Data Collected by NDT

When you run NDT, the IP address provided by your Internet Service Provider will be collected along with your measurement results. M-Lab conducts the test and publishes all test results to promote Internet research. NDT does not collect any information about you as an Internet user.

Please review M-Lab’s Privacy Policy to understand what data is collected and how data is used before initiating a test.

Unparsed Raw NDT Data in GCS

All of the raw data and log files from the measurement fleet are archived in their original format and available in Google Cloud Storage. As our parsing and analysis algorithms improve, M-Lab periodically reprocesses all of this archived data.

Generally, BigQuery rows indicate the locations of the raw data from which they were derived. Dedicated users can reconstruct our analysis and in principle fully replicate our parsers. The raw data also includes TCP packet captures (.pcap files) for most NDT tests, however the pcap files are not indexed in BigQuery yet. Details on how M-Lab publishes test data in raw form are provided on our Google Cloud Storage documentation page.

NDT Data in BigQuery

To make NDT data more readily available for research and analysis, M-Lab parses all NDT data into BigQuery tables and views, and makes query access available for free by subscription to a Google Group. Find out more about how to get access on our BigQuery QuickStart page.

Note that we sometimes use the terms “table” and “view” interchangeably: they reflect different internal implementations, but due to billing and access controls everything documented here as a table is actually presented as a view.

The presentation of NDT data in a series of datasets and views in BigQuery represents M-Lab’s strategy for data curation, providing a cleaned and filtered view of test results that can be used to attempt answering the most common research questions of our community requiring known good test results. By also preserving raw test data as collected and annotated, and curating views in intermediate steps, we can also support users whose research is concerned with unfiltered or non-curated tests.

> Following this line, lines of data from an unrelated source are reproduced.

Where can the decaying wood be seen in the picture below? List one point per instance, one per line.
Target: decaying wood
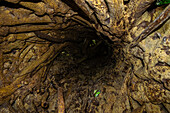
(50, 50)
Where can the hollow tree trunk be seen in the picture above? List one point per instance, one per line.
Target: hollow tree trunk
(56, 55)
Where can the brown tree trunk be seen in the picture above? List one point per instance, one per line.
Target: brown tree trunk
(108, 56)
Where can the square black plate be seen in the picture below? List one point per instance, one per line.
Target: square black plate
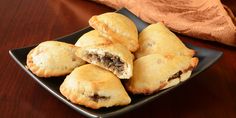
(206, 56)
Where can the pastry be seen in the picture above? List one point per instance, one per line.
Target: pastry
(91, 38)
(94, 87)
(111, 56)
(53, 58)
(156, 38)
(155, 72)
(117, 28)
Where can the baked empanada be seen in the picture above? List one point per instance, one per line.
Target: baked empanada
(94, 87)
(111, 56)
(91, 38)
(155, 72)
(53, 58)
(117, 28)
(156, 38)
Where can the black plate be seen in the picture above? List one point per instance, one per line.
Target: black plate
(207, 58)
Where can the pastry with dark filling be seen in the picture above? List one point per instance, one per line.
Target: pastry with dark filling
(156, 72)
(111, 56)
(94, 87)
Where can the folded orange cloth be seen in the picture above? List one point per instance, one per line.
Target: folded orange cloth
(204, 19)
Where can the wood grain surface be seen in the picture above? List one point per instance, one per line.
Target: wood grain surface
(212, 94)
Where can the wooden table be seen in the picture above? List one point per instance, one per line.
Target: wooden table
(25, 22)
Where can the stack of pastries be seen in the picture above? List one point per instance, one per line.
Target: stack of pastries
(150, 61)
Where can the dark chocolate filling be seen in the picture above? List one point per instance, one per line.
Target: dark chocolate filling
(108, 60)
(96, 97)
(176, 75)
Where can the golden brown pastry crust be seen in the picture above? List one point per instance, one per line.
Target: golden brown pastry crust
(155, 72)
(91, 38)
(156, 38)
(109, 51)
(117, 28)
(94, 87)
(53, 58)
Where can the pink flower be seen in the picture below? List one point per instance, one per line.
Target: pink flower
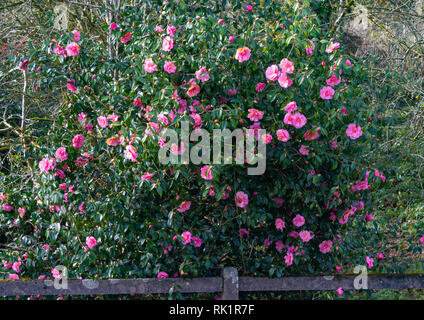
(353, 131)
(169, 67)
(369, 261)
(131, 153)
(91, 242)
(288, 259)
(206, 172)
(184, 206)
(266, 138)
(279, 224)
(126, 37)
(309, 49)
(186, 237)
(76, 35)
(272, 73)
(333, 81)
(332, 47)
(13, 276)
(299, 120)
(197, 242)
(78, 141)
(61, 154)
(242, 199)
(326, 93)
(102, 121)
(291, 106)
(299, 220)
(242, 54)
(305, 235)
(202, 74)
(283, 135)
(255, 115)
(284, 81)
(260, 86)
(72, 49)
(149, 65)
(167, 44)
(286, 66)
(325, 246)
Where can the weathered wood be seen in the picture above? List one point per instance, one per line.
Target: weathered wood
(330, 283)
(230, 284)
(123, 286)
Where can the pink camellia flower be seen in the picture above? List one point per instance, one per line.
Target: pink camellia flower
(299, 120)
(197, 241)
(291, 106)
(326, 93)
(288, 258)
(78, 141)
(91, 242)
(102, 121)
(260, 87)
(186, 237)
(353, 131)
(149, 66)
(283, 135)
(332, 47)
(325, 246)
(72, 49)
(13, 276)
(266, 138)
(202, 74)
(309, 49)
(299, 220)
(369, 261)
(286, 66)
(131, 153)
(126, 37)
(272, 73)
(284, 80)
(242, 199)
(311, 135)
(76, 34)
(167, 44)
(170, 30)
(242, 54)
(71, 87)
(279, 224)
(206, 172)
(61, 154)
(255, 115)
(333, 81)
(169, 67)
(184, 206)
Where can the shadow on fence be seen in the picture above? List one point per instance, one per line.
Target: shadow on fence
(230, 284)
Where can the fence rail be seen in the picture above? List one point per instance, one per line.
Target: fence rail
(230, 284)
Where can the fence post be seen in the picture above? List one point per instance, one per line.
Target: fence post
(230, 283)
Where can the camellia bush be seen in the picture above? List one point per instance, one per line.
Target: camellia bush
(101, 203)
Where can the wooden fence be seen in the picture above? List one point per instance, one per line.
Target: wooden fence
(230, 284)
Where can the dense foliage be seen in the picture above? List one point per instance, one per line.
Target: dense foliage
(98, 200)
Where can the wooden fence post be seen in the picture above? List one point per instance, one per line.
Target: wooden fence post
(230, 283)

We now publish three series of Datasets in BigQuery containing Views for NDT data. These datasets and views mirror the processing stages of our ETL pipeline:

Dataset Description
measurement-lab.ndt.* Unified Views in the ndt dataset present a stable, long term supported unified schema for all ndt datatypes (web100, ndt5, ndt7), and filter to only provide tests meeting our team’s current understanding of completeness & research quality as well as removing rows resulting from M-Lab’s operations and monitoring systems.
measurement-lab.ndt_intermediate.* Extended Views in the ndt_intermediate dataset join raw measurements with annotations, and remap column names across all ndt datatypes (web100, ndt5, ndt7) to provide a common schema for use in the Unified Views. M-Lab does not guarantee long term supported schemas for Views in the ndt_intermediate dataset. Researchers using these views should be aware that breaking schema changes in future releases may affect your queries.
measurement-lab.ndt_raw.* Raw Views in the ndt_raw dataset provide a 1-to-1 mapping of tests contained in GCS archives to test rows.

Unified Views

NDT Unified Views are published in the ndt dataset, and are designed to easily support studies of the evolution of the Internet performance by geopolitical regions.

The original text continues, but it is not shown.